How ghee is prepared?

Ghee, a clarified form of butter, undergoes a straightforward yet meticulous preparation process:

1. Butter Selection: High-quality unsalted butter is typically chosen for ghee preparation. Unsalted butter is preferred to avoid excessive sodium content in the final product.

2. Heating: The butter is placed in a heavy-bottomed saucepan or pot over low to medium heat. As the butter melts, it separates into three layers: foam on top, clarified butter in the middle, and milk solids at the bottom.

3. Simmering: The butter is allowed to simmer gently. During this process, the water content evaporates, and the milk solids begin to separate and settle at the bottom of the pan.

4. Skimming: As the butter simmers, the foam on top is skimmed off using a spoon or ladle. This foam consists of water and milk solids, which are removed to clarify the butter further.

5. Straining: Once the liquid becomes clear and the milk solids at the bottom turn golden brown, indicating caramelization, the heat is turned off. The clear, golden liquid, which is now ghee, is carefully strained through a fine-mesh sieve or cheesecloth to remove the remaining milk solids.
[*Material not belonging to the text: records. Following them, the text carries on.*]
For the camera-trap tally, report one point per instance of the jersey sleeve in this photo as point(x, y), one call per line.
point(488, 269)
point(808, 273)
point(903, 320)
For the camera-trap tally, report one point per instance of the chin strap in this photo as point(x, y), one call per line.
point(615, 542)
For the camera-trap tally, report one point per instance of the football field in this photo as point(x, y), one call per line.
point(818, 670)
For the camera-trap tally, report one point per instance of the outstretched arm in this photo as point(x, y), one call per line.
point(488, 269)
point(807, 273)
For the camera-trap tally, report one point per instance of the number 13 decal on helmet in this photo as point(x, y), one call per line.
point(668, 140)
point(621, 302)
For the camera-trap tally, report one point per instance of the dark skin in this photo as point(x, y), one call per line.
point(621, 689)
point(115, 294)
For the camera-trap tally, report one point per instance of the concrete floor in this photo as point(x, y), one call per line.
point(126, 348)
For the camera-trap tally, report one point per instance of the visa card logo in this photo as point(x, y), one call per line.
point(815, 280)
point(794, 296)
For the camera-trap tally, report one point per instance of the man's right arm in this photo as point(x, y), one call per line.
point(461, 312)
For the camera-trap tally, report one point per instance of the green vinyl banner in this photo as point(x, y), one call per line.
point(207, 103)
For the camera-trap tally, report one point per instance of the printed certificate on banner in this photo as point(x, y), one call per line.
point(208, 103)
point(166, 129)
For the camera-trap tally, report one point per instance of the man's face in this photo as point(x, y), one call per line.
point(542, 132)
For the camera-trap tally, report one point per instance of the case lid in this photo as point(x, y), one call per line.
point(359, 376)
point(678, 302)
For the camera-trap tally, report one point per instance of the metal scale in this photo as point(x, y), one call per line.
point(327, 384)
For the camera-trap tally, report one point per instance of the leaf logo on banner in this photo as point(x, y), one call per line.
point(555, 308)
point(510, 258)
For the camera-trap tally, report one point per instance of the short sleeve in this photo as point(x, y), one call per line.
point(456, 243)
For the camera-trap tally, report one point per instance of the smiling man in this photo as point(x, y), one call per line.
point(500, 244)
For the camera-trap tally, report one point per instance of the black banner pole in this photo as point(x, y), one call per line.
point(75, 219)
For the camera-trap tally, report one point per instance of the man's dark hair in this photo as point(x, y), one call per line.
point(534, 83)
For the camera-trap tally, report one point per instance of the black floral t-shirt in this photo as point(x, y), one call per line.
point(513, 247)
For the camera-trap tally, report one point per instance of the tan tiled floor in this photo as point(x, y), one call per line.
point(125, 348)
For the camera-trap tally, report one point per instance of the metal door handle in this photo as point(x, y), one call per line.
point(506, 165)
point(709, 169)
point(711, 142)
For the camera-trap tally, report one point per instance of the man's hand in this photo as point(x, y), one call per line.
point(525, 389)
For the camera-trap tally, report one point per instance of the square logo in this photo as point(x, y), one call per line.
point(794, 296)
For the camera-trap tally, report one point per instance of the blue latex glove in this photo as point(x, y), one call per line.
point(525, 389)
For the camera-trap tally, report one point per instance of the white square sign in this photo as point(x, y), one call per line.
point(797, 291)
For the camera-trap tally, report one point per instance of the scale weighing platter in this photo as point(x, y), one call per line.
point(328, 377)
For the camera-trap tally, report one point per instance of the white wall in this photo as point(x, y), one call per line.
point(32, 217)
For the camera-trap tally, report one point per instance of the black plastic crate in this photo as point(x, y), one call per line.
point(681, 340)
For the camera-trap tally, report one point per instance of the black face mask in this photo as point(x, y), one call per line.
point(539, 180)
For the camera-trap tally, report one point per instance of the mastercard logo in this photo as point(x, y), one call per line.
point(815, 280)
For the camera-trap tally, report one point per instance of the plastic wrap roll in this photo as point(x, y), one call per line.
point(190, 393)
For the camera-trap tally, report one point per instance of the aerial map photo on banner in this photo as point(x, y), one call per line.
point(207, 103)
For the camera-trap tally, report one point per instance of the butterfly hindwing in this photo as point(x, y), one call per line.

6. Cooling and Storing: The strained ghee is allowed to cool to room temperature. As it cools, it solidifies into a creamy, golden substance. It can then be stored in an airtight container at room temperature, away from moisture and direct sunlight, where it remains stable for an extended period.

This process of gently simmering butter and removing the impurities results in the creation of ghee, a clarified and flavorful form of butter with a distinct nutty aroma and a higher smoke point than regular butter.

Potential adverse effects of ghee

While ghee is generally considered a healthy fat and holds several potential health benefits, it’s essential to be aware of potential adverse effects, especially when consumed excessively or by individuals with specific health conditions. Here are some potential concerns associated with ghee consumption:

1. High in Saturated Fat: Ghee is predominantly composed of saturated fats, which in excessive amounts, may contribute to elevated cholesterol levels, increasing the risk of heart disease if consumed in large quantities.

2. Caloric Density: Ghee is calorically dense, with one tablespoon containing around 120 calories. Overconsumption can lead to weight gain if not accounted for within daily caloric intake.

3. May Trigger Allergies: Although ghee is mostly free of lactose and casein, trace amounts may remain, making it unsuitable for individuals with severe dairy allergies or sensitivities.

4. Not Suitable for Certain Dietary Restrictions: Due to its animal-derived origin, ghee isn’t suitable for vegan or plant-based diets.

5. Not Recommended for Pancreatitis: Individuals suffering from pancreatitis or related conditions might need to limit their fat intake, including ghee, as it can exacerbate symptoms.

6. Potential for Oxidation: Like any fat, ghee can undergo oxidation when exposed to high heat or light for extended periods. While ghee has a high smoke point, excessive heating might lead to the formation of harmful compounds.

7. Impact on Blood Lipids: For individuals with existing high cholesterol levels or a history of heart disease, excessive consumption of ghee might further impact blood lipid levels negatively.

It’s crucial to consume ghee in moderation as part of a balanced diet. Consulting a healthcare professional or a registered dietitian is advisable, especially for individuals with specific health concerns or dietary restrictions, to determine the appropriate amount of ghee intake suitable for their individual needs.


In summary, **ghee** stands tall as a healthier alternative to butter, boasting a myriad of health benefits and culinary applications. Its nutrient-dense composition and potential positive impact on digestive, immune, and heart health make it a compelling addition to a balanced diet.

Whether as a cooking staple or a wellness enhancer, ghee continues to carve its place in modern diets, offering a delectable and health-conscious choice for the discerning consumer.